Di sebelahnya berdiri dua pelayan muda, masing-masing memegang nampan berisi minuman segar dan kipas elektrik untuk memastikan Owen tetap nyaman selama berjemur. Musik lembut terdengar dari speaker bluetooth yang tertata rapi di sisi kolam.
Tiba-tiba, langkah cepat terdengar dari arah rumah utama.
Tio, kepala pelayan yang sudah seperti tangan kanan ayah Owen, menghampiri dengan tergesa.
"Maaf mengganggu waktumu, Tuan Muda Owen," ucap Tio dengan membungkuk sedikit, sambil menyodorkan ponsel. "Panggilan dari kepala sekolah Red High. Katanya penting."
Owen mengangkat alisnya sedikit, lalu mengambil ponsel itu dengan malas.
"Ya, bicara."
Suara di seberang terdengar formal dan gugup.
"Selamat pagi, Tuan Owen. Kami hanya ingin mengabarkan bahwa siswa bernama Oliv telah menerima tawaran beasiswa penuh dari Red High. Ia akan mulai sekolah lusa."
Owen tersenyum kecil, menyipitkan matanya di balik kacamata hitamnya.
"Begitu ya…" gumamnya pelan, lalu duduk tegak.
"Satu permintaan," lanjutnya, dengan nada tenang namun tak terbantahkan.
"Pastikan Oliv satu kelas denganku. Aku ingin memantaunya langsung."
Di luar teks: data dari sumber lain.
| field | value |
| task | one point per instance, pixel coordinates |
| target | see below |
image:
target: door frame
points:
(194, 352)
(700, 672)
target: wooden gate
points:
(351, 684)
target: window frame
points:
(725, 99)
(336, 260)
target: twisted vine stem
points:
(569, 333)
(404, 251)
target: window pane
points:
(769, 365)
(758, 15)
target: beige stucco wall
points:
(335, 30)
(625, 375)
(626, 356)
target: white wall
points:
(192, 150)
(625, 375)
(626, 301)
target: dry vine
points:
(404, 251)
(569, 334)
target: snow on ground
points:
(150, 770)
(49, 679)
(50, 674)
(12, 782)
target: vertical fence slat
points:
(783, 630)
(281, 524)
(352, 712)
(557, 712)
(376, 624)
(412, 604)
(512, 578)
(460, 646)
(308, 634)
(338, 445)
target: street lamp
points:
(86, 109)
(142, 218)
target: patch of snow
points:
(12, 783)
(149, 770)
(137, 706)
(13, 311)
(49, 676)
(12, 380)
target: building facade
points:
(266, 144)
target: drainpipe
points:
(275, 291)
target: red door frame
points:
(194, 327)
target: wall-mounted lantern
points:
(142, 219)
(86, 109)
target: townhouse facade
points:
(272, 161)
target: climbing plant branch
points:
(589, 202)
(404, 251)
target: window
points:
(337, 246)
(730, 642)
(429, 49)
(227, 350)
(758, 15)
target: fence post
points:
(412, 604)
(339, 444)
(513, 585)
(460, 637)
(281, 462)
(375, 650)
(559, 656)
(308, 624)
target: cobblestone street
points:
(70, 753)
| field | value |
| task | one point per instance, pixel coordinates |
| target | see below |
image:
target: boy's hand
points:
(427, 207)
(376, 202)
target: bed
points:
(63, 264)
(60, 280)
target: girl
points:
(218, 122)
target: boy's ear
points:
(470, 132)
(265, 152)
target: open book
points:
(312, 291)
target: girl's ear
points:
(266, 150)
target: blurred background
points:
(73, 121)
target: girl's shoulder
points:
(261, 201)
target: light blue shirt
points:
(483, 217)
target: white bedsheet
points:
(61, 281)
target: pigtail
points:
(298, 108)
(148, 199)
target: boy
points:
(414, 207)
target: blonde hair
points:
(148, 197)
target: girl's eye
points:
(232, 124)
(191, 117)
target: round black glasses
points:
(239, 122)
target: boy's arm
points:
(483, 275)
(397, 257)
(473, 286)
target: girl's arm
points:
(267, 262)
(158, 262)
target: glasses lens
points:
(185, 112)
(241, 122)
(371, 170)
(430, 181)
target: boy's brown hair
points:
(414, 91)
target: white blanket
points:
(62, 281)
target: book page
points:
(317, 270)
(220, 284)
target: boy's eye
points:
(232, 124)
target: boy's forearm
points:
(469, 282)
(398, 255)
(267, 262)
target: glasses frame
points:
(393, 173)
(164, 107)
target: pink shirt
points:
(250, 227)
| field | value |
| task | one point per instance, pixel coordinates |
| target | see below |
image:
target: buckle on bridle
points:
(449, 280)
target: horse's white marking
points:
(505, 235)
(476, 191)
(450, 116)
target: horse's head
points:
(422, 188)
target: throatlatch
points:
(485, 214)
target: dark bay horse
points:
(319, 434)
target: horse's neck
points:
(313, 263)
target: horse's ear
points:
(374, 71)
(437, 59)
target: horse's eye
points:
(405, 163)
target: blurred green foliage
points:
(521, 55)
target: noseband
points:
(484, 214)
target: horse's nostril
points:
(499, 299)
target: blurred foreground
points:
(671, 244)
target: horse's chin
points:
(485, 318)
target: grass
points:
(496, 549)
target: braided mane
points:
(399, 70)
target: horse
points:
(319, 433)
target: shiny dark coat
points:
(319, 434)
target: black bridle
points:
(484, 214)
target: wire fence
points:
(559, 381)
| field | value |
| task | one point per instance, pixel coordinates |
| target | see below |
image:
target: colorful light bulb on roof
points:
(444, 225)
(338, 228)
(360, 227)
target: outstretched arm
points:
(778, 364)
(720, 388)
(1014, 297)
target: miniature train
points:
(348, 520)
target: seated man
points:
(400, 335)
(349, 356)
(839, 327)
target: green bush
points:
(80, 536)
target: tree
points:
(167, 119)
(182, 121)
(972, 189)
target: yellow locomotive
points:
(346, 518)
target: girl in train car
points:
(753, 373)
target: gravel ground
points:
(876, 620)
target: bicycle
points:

Terdengar keheningan sesaat di telepon sebelum kepala sekolah menjawab dengan tergagap,
"Te…tentu, Tuan Owen. Kami akan segera mengatur ulang penempatan kelas. Maafkan kelambanan kami."
Owen tersenyum puas dan menyerahkan kembali ponsel ke Tio.
"Terima kasih. Sekarang, bawakan smoothie alpukat tanpa gula. Dan kasih tahu bagian administrasi, aku ingin semua informasi akademik dan kehidupan pribadi Olivia Morgan dikirim ke mejaku sebelum malam."
"Segera, Tuan Muda," ucap Tio sambil membungkuk.
Sambil meregangkan tubuhnya kembali di kursi santai, Owen menatap langit biru.
"Hm.Aku tidak bersabar menyambut bakpao kembali."
Senyumnya tak bisa ditebak antara rasa tertarik, rencana yang belum terungkap, atau hanya… keinginan untuk bermain-main dengan takdir seseorang.
Tapi yang jelas Oliv membuat hati Owen terusik karena ketidakhadirannya disekolah dan ia merasa bosan tanpa Oliv.